“They Do Nibbles.”

I stopped putting on my wetsuit and looked at our guide. “What did you say?” I asked him, not believing what I’d heard the first time.

“They do nibbles,” he repeated, matter-of-factly, in Spanish-accented, but nonetheless clear, English.

“Nibbles? You mean, they bite?” I asked, still not believing. He demonstrated with a light pinch on each of our arms. My fellow traveler, Jac, and I exchanged glances and gave Miguel our undivided attention. He continued, “Hold on to your cameras because they try to steal them. Mature males will stay on the rocks sleeping but the adolescents and females will be curious. They like to play jokes. They swim away, out of sight, then swim very fast toward you. If you don’t move, they bump your face mask and swim away again. They can touch you, but you must not touch them.” All the rules were making me nervous. I mean, I had seen sea lions before, the gentle comedians of Sea World shows. I was beginning to realize that these would be different. They were wild sea lions, untrained, with their own free will, who needed nothing from us, but definitely wanted our cameras. It also seemed they were willing to “nibble” and terrorize us with “jokes” until we gave them what they wanted.

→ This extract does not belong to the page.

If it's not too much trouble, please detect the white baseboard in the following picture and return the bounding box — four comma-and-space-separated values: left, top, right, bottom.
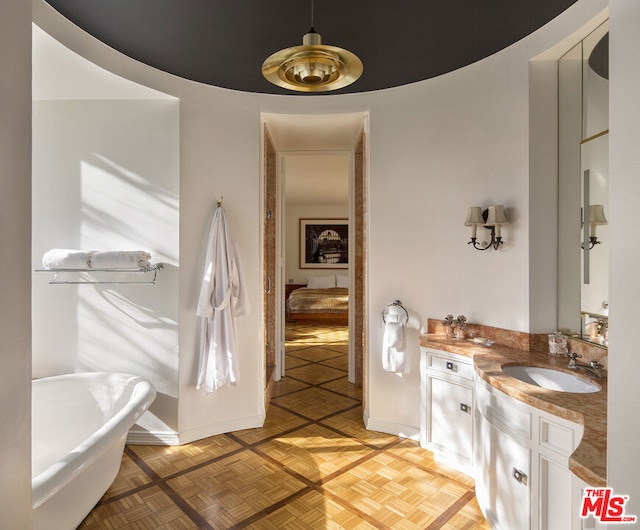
364, 417, 420, 442
127, 415, 265, 445
180, 414, 265, 445
127, 430, 180, 445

With the weight of Miguel’s words subduing my earlier excitement about the morning’s excursion, I finished suiting up and jumped into the water. When I bounced back to the surface and looked back through my blurry snorkel mask, I saw Angel’s grinning thumbs up. I thought, “I must be getting better at jumping off the boat!” Thinking about it now, he might have been laughing at my “technique”.

Miguel, Jac, and I swam toward the big boulders where the sea lions hung out. We had to wear life jackets this time, and they held us on the surface of the violently heaving water. I am prone to motion sickness and it wasn’t long before I thought I might violently heave myself. I was determined to stay in the water long enough to see them, so I kept swimming and picked a good spot. I had long since lost sight of Jac and Miguel so I was alone, trying to enjoy the colorful fish swimming around beneath me as I struggled to keep my breakfast down, waiting, waiting…. The waiting seemed to go on forever. The longer I waited the more nervous I became.

Then I saw them. Or rather, didn’t see them. They were so fast that I really only saw the diagonal trails of bubbles they left as they shot into the water. It was like a scene from a movie where the hero dives under water to escape, and bullets pierce the water all around him. For a moment I thought I could see some dark shapes in the distance, circling around in the murky depths, barely visible, but sea lions certainly. I forgot to be nervous, forgot about the possibility of being bumped or nibbled to death, so when something touched my shoulder I nearly jumped out of my skin. A brave but smallish youngster had brushed by me from behind, then looked back and gave me a quick up and down glance with one googly eye.

I fumbled with my camera, hands numb from cold, trying to switch it on. I snapped a few photos, one a terrific portrait, purely by chance because, again, they were so fast I was just pointing and shooting randomly, hoping for the best.

Then I switched to video, because I knew that even a small chance of catching one in motion was worth killing the rest of my camera battery. By then my first sea lion friend had returned with another friend, and then a third. They circled me, brushed by me, bumped into me. Was that an accidental bump against my camera, or….? Then I felt it. The unmistakable scrape of teeth on my knuckles. I had been nibbled! I checked for blood, but there was none. I tried to tempt them with my free hand so I could film them nibbling me, but they were only interested in the hand holding the camera. I had a vision of a pile of old cameras at the bottom of the sea, a sea lion treasure trove. The nibbles on my camera hand intensified, and I thought I should end the game before everybody got a little too excited and stole my camera for real. I swam back to the boat, missing them already.

Out of all the pictures and video I took of fish, whales, pelicans and others during the week, I enjoy the video I took of the sea lions the most. I can still feel the light scraping of their teeth on my knuckles, the weight and strength of them as they curiously bumped and prodded me. The bold stares of their wide eyes. How dull we must seem to them, such slow and awkward creatures, compared to their grace and speed in the water. I think about how their curiosity about us outweighs their fear. I wonder if they think about us and wonder where we go when we’re not there. Maybe they just assume we have our own rocks to sleep on.